Microsoft has unveiled Bing’s OpenAI-enabled capabilities, previously available as a limited preview. The extended preview comes just days after the company rolled out new pricing for his Bing APIs, raising licensing fees for developers who want to use Bing’s services in their systems.
Open preview means you don’t have to join the waiting list to test Bing Chat powered by OpenAI technology.
The company aims to anchor artificial intelligence (AI) in Bing, moving from text-only searches to providing search results that embed image and video answers.
Microsoft has also integrated Bing Image Creator into the Bing Chat experience. According to the company, this makes it the only search experience that can generate both text and visual content in one place.
Integration with third-party information providers is another part of Microsoft’s plans to build Bing. Bing is about to replace Google as the top internet search provider. Yusuf Mehdi, Chief Marketing Officer for Consumers at Microsoft, wrote:
As an example, we use the Bing and OpenTable integration to help users find and book reservations.
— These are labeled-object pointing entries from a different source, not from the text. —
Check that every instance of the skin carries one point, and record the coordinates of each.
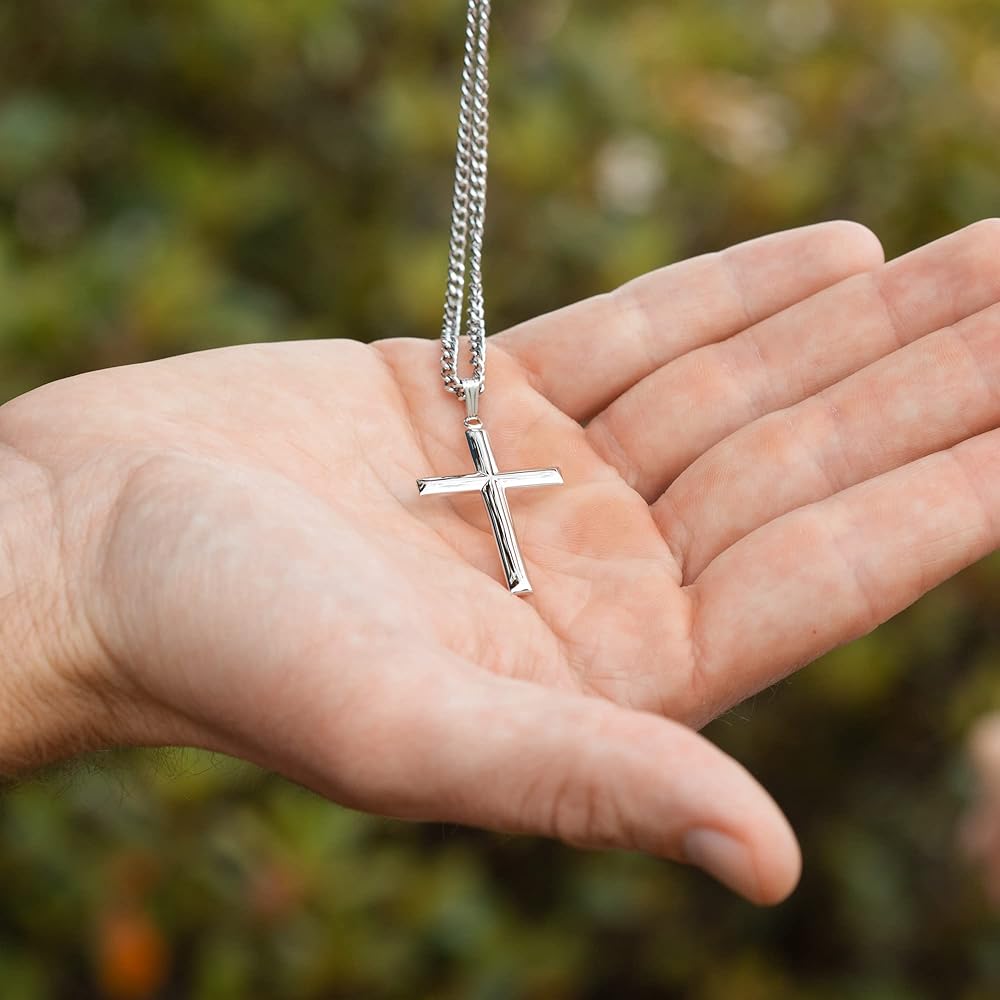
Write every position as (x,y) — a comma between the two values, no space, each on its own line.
(979,830)
(767,452)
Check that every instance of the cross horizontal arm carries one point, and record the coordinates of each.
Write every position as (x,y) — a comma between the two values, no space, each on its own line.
(445,485)
(531,477)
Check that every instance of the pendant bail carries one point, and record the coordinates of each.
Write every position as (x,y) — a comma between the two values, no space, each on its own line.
(471,389)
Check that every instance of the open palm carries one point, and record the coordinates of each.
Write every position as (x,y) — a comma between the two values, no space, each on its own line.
(767,452)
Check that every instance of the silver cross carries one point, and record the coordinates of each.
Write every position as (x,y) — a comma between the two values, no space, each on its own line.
(493,485)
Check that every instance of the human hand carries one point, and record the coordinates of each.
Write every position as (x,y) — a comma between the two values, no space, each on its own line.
(979,831)
(761,461)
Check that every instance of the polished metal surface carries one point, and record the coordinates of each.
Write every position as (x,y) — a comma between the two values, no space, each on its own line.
(493,485)
(465,258)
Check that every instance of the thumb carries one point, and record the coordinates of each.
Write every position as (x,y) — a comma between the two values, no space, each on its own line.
(451,742)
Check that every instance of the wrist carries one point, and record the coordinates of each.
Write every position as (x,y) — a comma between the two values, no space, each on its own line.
(49,707)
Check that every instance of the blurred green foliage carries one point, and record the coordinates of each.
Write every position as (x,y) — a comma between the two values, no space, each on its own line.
(185,174)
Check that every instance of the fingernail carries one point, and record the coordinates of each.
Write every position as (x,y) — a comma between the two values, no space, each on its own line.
(723,857)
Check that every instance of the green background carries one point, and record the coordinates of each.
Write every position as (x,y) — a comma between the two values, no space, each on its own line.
(180,174)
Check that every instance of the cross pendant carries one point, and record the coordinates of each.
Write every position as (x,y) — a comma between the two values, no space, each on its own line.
(493,485)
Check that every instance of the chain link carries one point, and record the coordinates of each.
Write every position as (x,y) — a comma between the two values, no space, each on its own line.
(465,259)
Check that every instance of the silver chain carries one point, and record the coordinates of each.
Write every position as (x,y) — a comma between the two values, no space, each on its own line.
(465,259)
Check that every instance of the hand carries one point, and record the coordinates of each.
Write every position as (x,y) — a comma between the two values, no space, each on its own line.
(767,452)
(979,831)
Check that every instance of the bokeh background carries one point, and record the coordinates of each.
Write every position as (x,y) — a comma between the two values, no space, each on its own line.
(181,174)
Microsoft is also working with Wolfram|Alpha to enable people to create visualizations and find answers to complex scientific, math, and human-curated database questions directly from Bing Chat. bottom.
“We are working with our partners at OpenAI to make this opportunity accessible to developers and as consistent as possible,” said Mehdi. “We believe these types of skills are a game changer in reinventing search and will drive developer opportunities in search.”
However, Microsoft is believed to have significantly increased the costs incurred by using the Bing API products (Search, Images, News, Videos, Visuals, Entities, Spell Check, and Auto Suggest). There is a limited free tier, but the lowest priced S1 tier is $25 per 1,000 transactions.
According to Colin Hayhurst, CEO of non-tracking search engine Mojeek, interest in the use of search in chatbots and machine learning applications is driving renewed interest in search data.
“By raising the price of their APIs to this degree, Microsoft has decided to take the fight to Google by reshaping the search duopoly,” he said. “In the past Microsoft was happy to challenge Google through its Bing API partners such as DuckDuckGo, Ecosia and Yahoo!. Now these companies are being exploited for profit.”
Brave, an independent internet search provider, has decided to stop using the Bing API. In his blog post, the company explained the reasoning behind the decision to migrate as “uncertainty over the future of Bing APIs”, which he said grew after his OpenAI partnership with Microsoft.
Microsoft recently announced an unprecedented API price hike, so we were concerned about the continuity of the Bing service. “This has put undue pressure on search engines that rely partially or fully on the Bing Search API. The consequences of relying on Bing will show up in the months following the expiration of long-term contracts.”
According to Bloomberg, Microsoft threatens to block search data if search providers using the Bing API use Bing’s search results to train their own AI chat systems.